Jumlah korban sementara akibat Topan Chido yang melintasi Mayotte, sebuah departemen luar negeri Perancis, telah meningkat menjadi dua puluh dua orang tewas dan 1.373 orang terluka, namun angka akhir mungkin jauh lebih tinggi.
Faktanya, pihak berwenang khawatir ratusan, bahkan ribuan orang akan kehilangan nyawa.
Menghitung jumlah korban menjadi lebih sulit dengan kehadiran puluhan ribu imigran gelap dari Komoro. Selain itu, 97 persen penduduknya beragama Islam, dan upacara pemakaman Islam mengharuskan orang yang meninggal dikuburkan sesegera mungkin.
Sambil menunggu kunjungan Presiden Emmanuel Macron, yang dijadwalkan pada 19 Desember, pihak berwenang telah mengumumkan jam malam untuk menjamin keselamatan penduduk dan menghindari penjarahan.
“Lebih dari seratus ton air dan makanan akan didistribusikan pada 18 Desember,” Menteri Dalam Negeri Bruno Retailleau mengatakan kepada penyiar Bfmtv.
Selain itu, 180 ton kargo diperkirakan tiba melalui laut pada 19 Desember, menurut militer.
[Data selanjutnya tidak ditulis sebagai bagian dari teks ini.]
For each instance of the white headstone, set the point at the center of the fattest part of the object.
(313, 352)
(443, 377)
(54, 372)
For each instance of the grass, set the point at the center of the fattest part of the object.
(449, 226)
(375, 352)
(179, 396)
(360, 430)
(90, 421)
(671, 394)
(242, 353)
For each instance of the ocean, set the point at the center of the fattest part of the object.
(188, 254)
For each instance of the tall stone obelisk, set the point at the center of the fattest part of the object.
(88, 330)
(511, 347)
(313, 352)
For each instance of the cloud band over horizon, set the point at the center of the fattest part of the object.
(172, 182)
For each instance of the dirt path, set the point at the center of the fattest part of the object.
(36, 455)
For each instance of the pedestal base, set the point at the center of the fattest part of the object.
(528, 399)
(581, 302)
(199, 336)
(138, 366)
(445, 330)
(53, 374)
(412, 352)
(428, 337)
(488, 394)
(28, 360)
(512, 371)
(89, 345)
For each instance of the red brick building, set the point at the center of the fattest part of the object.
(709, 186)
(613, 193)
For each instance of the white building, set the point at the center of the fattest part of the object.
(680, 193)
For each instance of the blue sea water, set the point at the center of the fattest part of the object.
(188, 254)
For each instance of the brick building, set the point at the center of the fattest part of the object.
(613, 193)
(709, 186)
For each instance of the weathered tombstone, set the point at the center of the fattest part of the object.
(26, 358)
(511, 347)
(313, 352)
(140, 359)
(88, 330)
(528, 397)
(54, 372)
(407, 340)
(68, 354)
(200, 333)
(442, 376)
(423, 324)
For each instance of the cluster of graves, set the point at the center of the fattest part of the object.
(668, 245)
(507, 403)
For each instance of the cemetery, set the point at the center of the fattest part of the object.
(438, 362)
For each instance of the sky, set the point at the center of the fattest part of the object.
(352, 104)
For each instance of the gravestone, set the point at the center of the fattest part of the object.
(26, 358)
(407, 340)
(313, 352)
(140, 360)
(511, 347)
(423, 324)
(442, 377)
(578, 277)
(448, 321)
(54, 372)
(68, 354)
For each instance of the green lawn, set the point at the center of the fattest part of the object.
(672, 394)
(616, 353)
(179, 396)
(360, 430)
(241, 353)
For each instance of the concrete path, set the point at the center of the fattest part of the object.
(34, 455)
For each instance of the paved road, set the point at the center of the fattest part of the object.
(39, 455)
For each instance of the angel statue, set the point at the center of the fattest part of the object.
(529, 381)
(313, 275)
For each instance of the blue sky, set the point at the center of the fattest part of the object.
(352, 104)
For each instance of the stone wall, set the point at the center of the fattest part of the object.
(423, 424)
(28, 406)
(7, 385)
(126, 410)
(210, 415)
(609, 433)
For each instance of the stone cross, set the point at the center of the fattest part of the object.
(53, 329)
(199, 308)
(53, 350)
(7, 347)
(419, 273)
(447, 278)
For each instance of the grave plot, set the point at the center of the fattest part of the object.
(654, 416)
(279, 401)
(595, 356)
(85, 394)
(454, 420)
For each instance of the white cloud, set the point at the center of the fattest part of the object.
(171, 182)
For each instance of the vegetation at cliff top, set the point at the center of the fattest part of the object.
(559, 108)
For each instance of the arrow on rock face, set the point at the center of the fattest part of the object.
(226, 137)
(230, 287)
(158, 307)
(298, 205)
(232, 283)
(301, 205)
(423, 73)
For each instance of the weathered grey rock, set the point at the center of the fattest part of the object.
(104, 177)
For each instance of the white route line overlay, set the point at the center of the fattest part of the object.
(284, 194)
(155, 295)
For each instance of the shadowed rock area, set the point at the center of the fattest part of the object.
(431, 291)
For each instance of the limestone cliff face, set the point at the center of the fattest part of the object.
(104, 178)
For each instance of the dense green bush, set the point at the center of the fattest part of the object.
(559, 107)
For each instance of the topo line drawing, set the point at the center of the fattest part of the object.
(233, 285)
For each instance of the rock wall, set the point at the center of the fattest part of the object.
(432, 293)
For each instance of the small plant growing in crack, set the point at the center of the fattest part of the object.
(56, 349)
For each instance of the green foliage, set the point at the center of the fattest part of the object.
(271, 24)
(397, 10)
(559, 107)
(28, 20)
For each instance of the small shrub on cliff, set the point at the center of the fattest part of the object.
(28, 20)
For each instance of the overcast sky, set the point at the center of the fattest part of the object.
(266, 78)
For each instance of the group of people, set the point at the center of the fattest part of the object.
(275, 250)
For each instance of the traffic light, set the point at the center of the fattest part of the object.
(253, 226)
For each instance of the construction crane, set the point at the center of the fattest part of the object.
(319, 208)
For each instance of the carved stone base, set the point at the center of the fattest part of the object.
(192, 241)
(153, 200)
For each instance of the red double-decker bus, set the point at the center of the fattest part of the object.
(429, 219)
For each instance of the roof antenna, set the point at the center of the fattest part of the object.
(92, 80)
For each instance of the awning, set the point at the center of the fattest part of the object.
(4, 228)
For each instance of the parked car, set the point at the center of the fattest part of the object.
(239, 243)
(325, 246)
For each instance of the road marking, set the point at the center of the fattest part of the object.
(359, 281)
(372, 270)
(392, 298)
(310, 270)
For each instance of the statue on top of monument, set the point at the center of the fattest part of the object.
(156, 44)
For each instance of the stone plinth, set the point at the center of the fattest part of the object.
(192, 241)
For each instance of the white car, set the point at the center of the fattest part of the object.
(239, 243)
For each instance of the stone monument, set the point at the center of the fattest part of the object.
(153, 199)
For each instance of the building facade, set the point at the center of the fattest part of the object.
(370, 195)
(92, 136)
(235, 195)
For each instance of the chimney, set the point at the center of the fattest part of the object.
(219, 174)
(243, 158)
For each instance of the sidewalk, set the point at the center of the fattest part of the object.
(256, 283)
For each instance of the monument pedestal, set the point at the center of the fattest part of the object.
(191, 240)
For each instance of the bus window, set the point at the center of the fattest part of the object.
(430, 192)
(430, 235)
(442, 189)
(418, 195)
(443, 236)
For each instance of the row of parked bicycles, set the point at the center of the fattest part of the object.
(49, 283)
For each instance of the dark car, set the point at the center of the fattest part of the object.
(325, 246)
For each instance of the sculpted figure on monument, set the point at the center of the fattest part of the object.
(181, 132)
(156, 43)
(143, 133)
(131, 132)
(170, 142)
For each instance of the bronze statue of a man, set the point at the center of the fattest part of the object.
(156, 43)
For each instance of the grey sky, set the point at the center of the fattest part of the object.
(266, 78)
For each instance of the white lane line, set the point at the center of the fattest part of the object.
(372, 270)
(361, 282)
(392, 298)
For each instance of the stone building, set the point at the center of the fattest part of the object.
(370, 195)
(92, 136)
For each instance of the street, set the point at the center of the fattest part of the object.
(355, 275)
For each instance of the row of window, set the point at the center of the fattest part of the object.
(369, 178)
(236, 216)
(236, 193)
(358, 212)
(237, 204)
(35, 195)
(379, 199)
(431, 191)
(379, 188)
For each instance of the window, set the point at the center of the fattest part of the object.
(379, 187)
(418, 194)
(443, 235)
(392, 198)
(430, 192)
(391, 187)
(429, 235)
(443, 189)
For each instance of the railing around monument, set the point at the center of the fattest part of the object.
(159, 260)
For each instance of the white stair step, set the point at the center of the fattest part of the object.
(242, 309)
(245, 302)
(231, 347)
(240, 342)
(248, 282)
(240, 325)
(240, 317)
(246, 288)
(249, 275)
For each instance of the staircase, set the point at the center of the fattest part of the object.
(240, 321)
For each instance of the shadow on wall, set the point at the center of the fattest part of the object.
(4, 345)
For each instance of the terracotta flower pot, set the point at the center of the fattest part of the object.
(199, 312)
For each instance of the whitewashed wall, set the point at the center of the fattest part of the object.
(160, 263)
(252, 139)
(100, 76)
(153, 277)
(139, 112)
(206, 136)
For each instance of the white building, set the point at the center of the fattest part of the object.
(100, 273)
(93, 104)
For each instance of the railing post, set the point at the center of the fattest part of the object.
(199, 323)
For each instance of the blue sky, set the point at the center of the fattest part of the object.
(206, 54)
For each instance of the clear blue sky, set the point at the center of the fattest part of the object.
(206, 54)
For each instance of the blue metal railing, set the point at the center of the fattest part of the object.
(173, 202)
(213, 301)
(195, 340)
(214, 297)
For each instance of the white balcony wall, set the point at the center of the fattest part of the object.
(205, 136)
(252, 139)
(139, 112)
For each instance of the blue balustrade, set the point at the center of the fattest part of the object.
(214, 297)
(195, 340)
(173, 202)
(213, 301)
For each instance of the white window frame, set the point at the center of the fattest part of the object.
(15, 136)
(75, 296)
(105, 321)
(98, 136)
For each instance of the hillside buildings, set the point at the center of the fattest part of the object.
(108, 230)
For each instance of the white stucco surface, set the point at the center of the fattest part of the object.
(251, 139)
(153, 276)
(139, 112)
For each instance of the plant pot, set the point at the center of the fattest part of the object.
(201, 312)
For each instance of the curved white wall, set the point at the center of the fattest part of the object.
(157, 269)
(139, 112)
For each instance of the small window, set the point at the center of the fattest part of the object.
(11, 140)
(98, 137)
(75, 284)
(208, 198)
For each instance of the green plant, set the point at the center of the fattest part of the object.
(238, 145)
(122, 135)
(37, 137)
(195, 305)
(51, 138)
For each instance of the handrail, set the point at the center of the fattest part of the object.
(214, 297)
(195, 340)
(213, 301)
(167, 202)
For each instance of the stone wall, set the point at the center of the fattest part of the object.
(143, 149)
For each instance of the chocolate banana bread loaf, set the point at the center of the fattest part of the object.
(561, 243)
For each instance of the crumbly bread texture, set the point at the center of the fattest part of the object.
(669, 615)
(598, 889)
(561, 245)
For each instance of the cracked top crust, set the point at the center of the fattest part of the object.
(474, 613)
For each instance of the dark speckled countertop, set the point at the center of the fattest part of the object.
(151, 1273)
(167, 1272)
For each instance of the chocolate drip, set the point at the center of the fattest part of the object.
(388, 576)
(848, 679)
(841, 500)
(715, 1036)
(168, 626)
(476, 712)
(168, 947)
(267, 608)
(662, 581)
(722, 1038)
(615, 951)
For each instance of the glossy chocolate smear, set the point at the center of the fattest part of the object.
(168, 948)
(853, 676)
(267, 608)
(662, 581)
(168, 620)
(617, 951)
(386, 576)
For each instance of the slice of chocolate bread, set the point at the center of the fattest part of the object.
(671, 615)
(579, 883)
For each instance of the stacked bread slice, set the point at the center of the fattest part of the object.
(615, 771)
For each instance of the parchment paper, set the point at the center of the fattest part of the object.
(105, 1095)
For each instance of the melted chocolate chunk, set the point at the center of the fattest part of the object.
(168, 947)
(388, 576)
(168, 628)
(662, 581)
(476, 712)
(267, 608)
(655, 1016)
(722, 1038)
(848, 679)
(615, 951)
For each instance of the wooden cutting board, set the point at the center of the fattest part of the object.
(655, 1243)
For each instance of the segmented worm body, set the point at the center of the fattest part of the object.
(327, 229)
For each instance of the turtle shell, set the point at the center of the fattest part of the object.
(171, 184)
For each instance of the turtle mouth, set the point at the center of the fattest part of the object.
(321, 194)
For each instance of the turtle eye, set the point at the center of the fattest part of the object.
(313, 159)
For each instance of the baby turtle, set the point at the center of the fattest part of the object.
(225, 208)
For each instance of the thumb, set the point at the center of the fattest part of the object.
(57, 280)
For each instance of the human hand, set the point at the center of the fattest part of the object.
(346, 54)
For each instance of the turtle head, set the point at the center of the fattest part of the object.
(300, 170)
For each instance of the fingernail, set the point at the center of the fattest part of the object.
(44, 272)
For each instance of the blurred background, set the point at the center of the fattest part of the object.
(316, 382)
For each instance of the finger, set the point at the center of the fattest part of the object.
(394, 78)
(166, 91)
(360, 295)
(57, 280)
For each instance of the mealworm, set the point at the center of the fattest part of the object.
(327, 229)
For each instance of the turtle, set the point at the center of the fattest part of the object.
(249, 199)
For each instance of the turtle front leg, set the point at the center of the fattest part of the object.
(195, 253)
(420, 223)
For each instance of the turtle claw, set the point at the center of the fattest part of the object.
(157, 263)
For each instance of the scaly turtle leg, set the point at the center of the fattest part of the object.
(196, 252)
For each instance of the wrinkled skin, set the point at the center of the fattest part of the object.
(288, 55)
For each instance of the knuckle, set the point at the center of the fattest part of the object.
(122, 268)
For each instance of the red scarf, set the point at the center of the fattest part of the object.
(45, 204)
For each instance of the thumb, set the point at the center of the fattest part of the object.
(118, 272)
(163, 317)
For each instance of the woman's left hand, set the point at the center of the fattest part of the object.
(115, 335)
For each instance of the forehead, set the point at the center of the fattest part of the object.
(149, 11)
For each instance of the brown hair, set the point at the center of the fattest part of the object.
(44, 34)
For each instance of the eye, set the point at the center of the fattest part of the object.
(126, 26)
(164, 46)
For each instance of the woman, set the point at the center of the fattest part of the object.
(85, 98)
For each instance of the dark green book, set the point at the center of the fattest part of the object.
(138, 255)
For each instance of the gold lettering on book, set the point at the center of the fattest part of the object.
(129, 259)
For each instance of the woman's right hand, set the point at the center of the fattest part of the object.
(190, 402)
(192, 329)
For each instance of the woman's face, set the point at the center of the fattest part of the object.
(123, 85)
Sebuah rumah sakit lapangan akan didirikan pada akhir minggu ini atau awal minggu depan untuk mendukung rumah sakit di Mayotte, yang rusak akibat topan, kata François-Noël Buffet, menteri yang bertanggung jawab atas departemen luar negeri.
Ada juga kekhawatiran akan kembalinya penyakit kolera, yang menyebabkan beberapa korban di kepulauan ini pada musim semi lalu, kata Menteri Kesehatan Geneviève Darrieussecq.
Topan Chido menyebabkan kerusakan parah di Mayotte, sebuah kepulauan di Samudera Hindia di mana sekitar sepertiga penduduknya tinggal di rumah sementara.
Musim siklon di Samudera Hindia berlangsung dari bulan November hingga Maret. Tahun ini, suhu air permukaan telah mencapai hampir tiga puluh derajat, memberikan lebih banyak energi untuk terjadinya badai, sebuah fenomena yang terkait dengan pemanasan global yang juga terjadi di Atlantik Utara dan Pasifik.